Viens ensuite l’apéritif accompagné du Blanc 2021 qui présente des caractéristiques très similaire au 2022 dans un ensemble plus homogène, et réalise un accord de haut vol avec un maquereau à la flamme, la densité du vin répondant parfaitement au caractère du poisson.
Le Blanc 2015 nous est servi avec un plat de poisson (dont j’ai oublié le type), agrémenté d’un jus aux écrevisses. Le nez porte encore les traces de l’élevage avec des notes de grillées qui commencent à s’intégrer, et un fruit plus posé et délicat avec des notes de fenouil frais et d’amande. La bouche possède un léger gras et garde une certaine fraicheur, réalisant un joli accord avec le plat.
Place aux rouges sur 2020, 2017, 2015 et 2001, tous ouvert en début d’après-midi. Le 2020 et le 2015 présentent des profils vraiment similaires, sur un fruité rouge et un aspect un peu confituré pouvant avoir été favorisé par une température de service trop chaude, associé à des fines notes épicés et de fumé. Bien que jeune, je dois avouer que ça se boit déjà très bien, le 2020 présentant une densité importante là ou sur le 15 on entrevoit un vin plus assagi avec des tannins légèrement poudrés. L’accord avec un agneau rosé accompagné d’artichauts est très réussi.
Le 2017 quant à lui intouchable est cadenassé à double tour en dépit d’un carafage.
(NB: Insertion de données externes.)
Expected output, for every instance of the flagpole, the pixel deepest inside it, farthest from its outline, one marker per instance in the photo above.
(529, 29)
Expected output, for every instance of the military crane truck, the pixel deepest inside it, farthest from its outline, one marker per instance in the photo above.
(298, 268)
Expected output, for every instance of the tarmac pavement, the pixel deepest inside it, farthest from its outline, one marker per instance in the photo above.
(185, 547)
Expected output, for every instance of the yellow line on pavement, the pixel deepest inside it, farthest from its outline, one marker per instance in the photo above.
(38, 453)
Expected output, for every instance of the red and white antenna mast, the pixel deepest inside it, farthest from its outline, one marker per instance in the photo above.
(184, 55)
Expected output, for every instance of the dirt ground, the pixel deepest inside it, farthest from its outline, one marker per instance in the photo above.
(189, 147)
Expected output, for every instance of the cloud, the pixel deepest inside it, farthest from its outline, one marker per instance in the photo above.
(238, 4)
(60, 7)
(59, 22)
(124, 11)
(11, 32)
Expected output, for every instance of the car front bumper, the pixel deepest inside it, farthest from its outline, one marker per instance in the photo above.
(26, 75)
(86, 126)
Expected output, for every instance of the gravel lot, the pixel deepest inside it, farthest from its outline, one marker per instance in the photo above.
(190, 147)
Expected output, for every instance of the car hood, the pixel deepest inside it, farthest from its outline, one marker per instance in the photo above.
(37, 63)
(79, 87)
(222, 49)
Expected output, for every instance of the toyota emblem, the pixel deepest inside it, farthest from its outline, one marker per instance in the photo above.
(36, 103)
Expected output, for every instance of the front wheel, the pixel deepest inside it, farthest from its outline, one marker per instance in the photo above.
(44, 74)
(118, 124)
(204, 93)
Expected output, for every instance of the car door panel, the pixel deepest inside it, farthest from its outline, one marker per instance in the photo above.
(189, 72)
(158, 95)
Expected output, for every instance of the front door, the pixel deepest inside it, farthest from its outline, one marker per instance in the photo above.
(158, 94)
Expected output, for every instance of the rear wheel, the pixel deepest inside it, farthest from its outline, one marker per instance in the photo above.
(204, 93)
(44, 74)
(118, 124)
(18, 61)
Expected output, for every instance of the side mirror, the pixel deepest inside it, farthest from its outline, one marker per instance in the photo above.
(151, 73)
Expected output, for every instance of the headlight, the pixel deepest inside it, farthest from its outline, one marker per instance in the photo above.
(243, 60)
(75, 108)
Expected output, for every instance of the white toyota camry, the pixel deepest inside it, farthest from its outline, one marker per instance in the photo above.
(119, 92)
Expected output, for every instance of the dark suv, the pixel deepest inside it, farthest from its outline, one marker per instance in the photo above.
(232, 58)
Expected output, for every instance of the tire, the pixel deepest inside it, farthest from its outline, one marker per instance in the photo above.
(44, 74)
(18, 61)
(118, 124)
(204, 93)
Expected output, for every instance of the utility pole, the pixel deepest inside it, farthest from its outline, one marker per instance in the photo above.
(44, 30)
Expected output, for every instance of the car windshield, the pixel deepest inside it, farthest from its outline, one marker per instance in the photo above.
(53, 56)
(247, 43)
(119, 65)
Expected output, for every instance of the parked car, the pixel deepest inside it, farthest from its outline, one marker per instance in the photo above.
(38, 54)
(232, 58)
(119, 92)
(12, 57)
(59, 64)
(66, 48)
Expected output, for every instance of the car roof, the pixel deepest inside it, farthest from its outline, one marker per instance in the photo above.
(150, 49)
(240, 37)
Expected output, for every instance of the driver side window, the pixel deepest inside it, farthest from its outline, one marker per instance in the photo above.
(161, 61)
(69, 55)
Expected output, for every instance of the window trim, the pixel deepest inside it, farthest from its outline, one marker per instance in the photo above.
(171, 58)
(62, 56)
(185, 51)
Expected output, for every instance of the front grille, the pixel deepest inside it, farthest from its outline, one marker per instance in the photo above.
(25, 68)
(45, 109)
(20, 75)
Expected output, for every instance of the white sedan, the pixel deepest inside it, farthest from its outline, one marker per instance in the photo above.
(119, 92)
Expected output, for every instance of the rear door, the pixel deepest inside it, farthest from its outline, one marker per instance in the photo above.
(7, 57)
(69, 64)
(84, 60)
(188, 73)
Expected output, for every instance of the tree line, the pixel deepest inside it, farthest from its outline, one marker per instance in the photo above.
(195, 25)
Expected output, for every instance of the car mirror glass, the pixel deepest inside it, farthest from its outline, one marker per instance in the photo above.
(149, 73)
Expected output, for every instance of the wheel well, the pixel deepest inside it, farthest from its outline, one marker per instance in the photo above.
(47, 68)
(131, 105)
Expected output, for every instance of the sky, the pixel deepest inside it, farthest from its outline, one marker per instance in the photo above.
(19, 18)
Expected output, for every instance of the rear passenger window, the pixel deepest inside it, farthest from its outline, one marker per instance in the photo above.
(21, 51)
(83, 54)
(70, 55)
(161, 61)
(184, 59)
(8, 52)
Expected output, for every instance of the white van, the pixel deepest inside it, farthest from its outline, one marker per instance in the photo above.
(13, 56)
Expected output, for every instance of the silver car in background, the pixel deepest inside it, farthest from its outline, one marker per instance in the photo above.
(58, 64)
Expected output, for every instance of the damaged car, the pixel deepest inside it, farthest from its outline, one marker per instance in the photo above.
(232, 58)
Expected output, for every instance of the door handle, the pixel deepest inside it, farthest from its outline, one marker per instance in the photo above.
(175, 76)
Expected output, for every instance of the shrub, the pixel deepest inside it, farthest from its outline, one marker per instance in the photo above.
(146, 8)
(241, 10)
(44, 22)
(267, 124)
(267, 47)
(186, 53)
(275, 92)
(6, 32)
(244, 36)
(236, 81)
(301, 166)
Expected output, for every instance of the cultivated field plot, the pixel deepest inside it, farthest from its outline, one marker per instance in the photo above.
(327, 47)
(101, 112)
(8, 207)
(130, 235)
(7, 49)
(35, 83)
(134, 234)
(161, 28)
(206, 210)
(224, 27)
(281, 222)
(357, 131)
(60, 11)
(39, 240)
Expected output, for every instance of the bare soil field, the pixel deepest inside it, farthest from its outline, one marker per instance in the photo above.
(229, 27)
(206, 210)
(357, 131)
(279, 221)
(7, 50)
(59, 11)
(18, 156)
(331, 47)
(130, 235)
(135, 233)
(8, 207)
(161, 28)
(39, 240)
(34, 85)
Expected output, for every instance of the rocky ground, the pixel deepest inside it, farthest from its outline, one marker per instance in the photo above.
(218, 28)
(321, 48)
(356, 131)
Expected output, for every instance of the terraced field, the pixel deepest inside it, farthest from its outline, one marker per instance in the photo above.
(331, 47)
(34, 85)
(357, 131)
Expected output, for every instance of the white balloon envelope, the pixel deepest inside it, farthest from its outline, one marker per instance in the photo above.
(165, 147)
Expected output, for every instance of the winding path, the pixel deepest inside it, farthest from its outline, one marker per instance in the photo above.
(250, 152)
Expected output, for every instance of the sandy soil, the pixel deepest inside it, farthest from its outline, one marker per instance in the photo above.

Peu aromatique, dur et astringent, il est dans sa phase de fermeture.Viens ensuite le 2001 qui aura été servi seul juste avant le dessert, ce qui peut être regrettable.La conservation parfaite au domaine nous donne un vin d’une jeunesse ébouriffante, à des années lumières des 2000 que j’ai bu et qui étaient bien plus évolués. Le fruit noir est omniprésent, un poil confituré mais bien équilibré par du tabac blond, un fin boisé noble, de belle élégance. La bouche s’articule autour d’une colonne vertébrale puissante mais possédant des tannins fins et poudrés évoquant un toucher de taffetas. Il semble parti pour une éternité tant il est insolent de jeunesse.
Ce repas aura été riche d’enseignements, avec des vins blanc marqués (selon mes impressions) par un élevage "à la bourguignone" (ce qui personnellement ne me dérange pas) et évitent l’écueil de la lourdeur. Concernant les rouges, ils se sont tous présentés sous une filiation indéniable mais j’avoue avoir été surpris par un aspect un peu confituré sur l’ensemble des vins qui ne m’avait jamais marqué jusque-là, pouvant être imputé à une température un peu trop élevée et des verres un peu petit, si l’on veut chipoter. J’en retiens que le Trevallon rouge peut être apprécié jeune sur le fruit avant de se refermer dans les 3 à 7 ans je pense, mais devrait quand même être attendu minimum 10 ans avant pour pouvoir en apprécier son potentiel.
J’en ressort très heureux d’avoir pu visiter un lieu empreint d’histoire, et d’avoir pu apprécier les vins et ressentit les ondes vibrantes qui planent sur ce domaine.